Of late there has been renewed talk about trying to control the weather - in particular monkeying around with hurricanes to reduce their intensity.

Sigh... Can we even begin to suppose we have a remote clue of what the effects of repeatedly and consistently altering hurricanes would be? I doubt it. In fact it wouldn't be the least bit surprising that "solving" the "problem" of hurricane intensity would create other weather problems elsewhere.

chuck said...

And BTW, why do so many people think we only use oil to drive?

I've always thought it was wasteful to just burn the stuff. I'd rather see it used to make plastics ;) 'Course, if you gave me a shovel and asked me to dig out a basement rather than call in a back-hoe, I might change my mind about that wasteful bit.

truepeers said...

There's always the steam digger, if you don't mind a bit of coal mining :)

truepeers said...

So no one has any ideas on how such a basic fact of plant biochemistry could have gone unknown for so long?

Bob Hawkins said...

The description of "islands of knowledge in an ocean of ignorance" is very apt. Perhaps the main lesson here is that a little knowledge must go a long way, considering how little we in fact know.

Morgan said...

truepeers:

I'll hazard an guess that, if correct, amounts to a partial explanation.

There are some things that we believe we understand quite well, about which we think we know everything worth knowing, so we stop looking at them. Maybe we reached that point with gasses emitted by plants before we could detect methane in these concentrations. Maybe looking at gasses became a grade-school experiment in which countless students found that plants convert CO2 to O2, but never had the equipment or interest to see what else came out.

terrye said...

We can replace some petroleum with soy beans.

And if the Iranians keep acting up we might have to.

truepeers said...

Yes, I'll buy that Morgan. Though has it been so hard to detect Methane? I doubt it. It must have more to do with not looking at what we take for granted.

MeaninglessHotAir said...

I think a lot of people here have touched on what I consider to be the central issue, which is: what is our place in the world? I've said before that I believe the central religious question to be: is it due to man, is it due to God, or does it just happen? This asked in response to the disaster and "slings and arrows of outrageous fortune" which we view nearly daily.

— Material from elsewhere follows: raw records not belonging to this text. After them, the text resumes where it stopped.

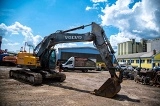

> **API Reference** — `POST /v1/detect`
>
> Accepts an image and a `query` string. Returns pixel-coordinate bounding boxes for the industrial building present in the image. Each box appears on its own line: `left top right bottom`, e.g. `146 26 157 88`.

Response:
117 39 160 69
118 39 147 55
57 47 103 62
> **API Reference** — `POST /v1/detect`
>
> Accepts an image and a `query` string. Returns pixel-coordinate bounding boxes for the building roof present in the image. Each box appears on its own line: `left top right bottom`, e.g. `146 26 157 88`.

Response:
117 51 158 58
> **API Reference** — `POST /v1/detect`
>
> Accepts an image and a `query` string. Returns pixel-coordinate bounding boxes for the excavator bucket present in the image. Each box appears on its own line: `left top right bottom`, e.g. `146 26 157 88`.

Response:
94 78 121 98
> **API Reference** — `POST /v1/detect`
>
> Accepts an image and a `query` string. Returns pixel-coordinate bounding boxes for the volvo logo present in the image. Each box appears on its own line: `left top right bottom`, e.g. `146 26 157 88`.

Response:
65 36 82 39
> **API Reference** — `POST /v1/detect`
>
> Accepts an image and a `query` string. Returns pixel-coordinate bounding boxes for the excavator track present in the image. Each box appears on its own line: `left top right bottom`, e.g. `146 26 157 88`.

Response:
9 69 42 85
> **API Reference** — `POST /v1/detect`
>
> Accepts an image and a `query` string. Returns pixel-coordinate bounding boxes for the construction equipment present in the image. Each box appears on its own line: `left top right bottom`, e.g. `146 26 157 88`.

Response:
62 56 96 72
10 22 123 97
0 50 17 66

If things are a mess and if all is in our ("our" meaning human) control, then of course it is morally incumbent upon us to control it and stop it. Of course Hurricane Katrina is the fault of George Bush. We control the world, he controls us, QED.

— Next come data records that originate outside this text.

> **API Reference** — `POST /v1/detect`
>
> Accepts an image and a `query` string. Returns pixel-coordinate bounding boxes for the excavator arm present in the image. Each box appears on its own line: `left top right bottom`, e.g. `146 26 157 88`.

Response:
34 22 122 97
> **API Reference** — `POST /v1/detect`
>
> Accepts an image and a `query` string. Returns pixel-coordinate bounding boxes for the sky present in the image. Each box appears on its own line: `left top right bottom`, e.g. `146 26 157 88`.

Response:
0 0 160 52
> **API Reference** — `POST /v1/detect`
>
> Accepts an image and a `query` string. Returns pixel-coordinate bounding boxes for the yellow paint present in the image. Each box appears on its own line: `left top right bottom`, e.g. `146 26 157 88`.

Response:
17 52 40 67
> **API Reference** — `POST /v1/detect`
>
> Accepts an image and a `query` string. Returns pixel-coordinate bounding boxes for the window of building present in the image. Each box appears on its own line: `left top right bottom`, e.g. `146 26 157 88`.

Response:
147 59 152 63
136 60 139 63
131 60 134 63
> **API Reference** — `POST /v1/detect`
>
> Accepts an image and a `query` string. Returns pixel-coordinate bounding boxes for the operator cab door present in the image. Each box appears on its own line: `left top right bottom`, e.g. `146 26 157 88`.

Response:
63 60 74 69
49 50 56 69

The alternative views, that God of some sort controls things, or that randomness occurs, are not compatible with this sort of thinking.

I think one problem is the psychology of the individual human. We have the illusion of understanding. This is, I believe, inborn, the product of generations of evolution. Those who felt confident in controlling their surroundings prospered and survived. But it's not the least bit realistic. We don't really have any idea what's going on. How many people could explain what goes on with their electric supply, let alone describe how their computer works? And these are clearly man-made. Why would I presume to know what's going on with trees?

MeaninglessHotAir said...

Bob Hawkins,

"islands of knowledge in an ocean of ignorance"

I like that too, but probably "atoms of knowledge in an ocean of ignorance" would be closer to it.

Syl said...

MHA

re 'our place' and 'controlling our surroundings'

I think the answer actually develops over time. It is not absolute as to shoulds and shouldn'ts.

I don't think it matters much if someone believes a God made us caretakers, because, in order to survive, we have become caretakers anyway. And the extent to which our abilities allow us to control more and more of what is around us, has simply enlarged over time as our technology permits.

The fact is, we do because we can

I mean some say if we were meant to fly, why didn't God give us wings?

The answer to that is that we have the ability (God-given or not) to create our own wings. Thus we fly.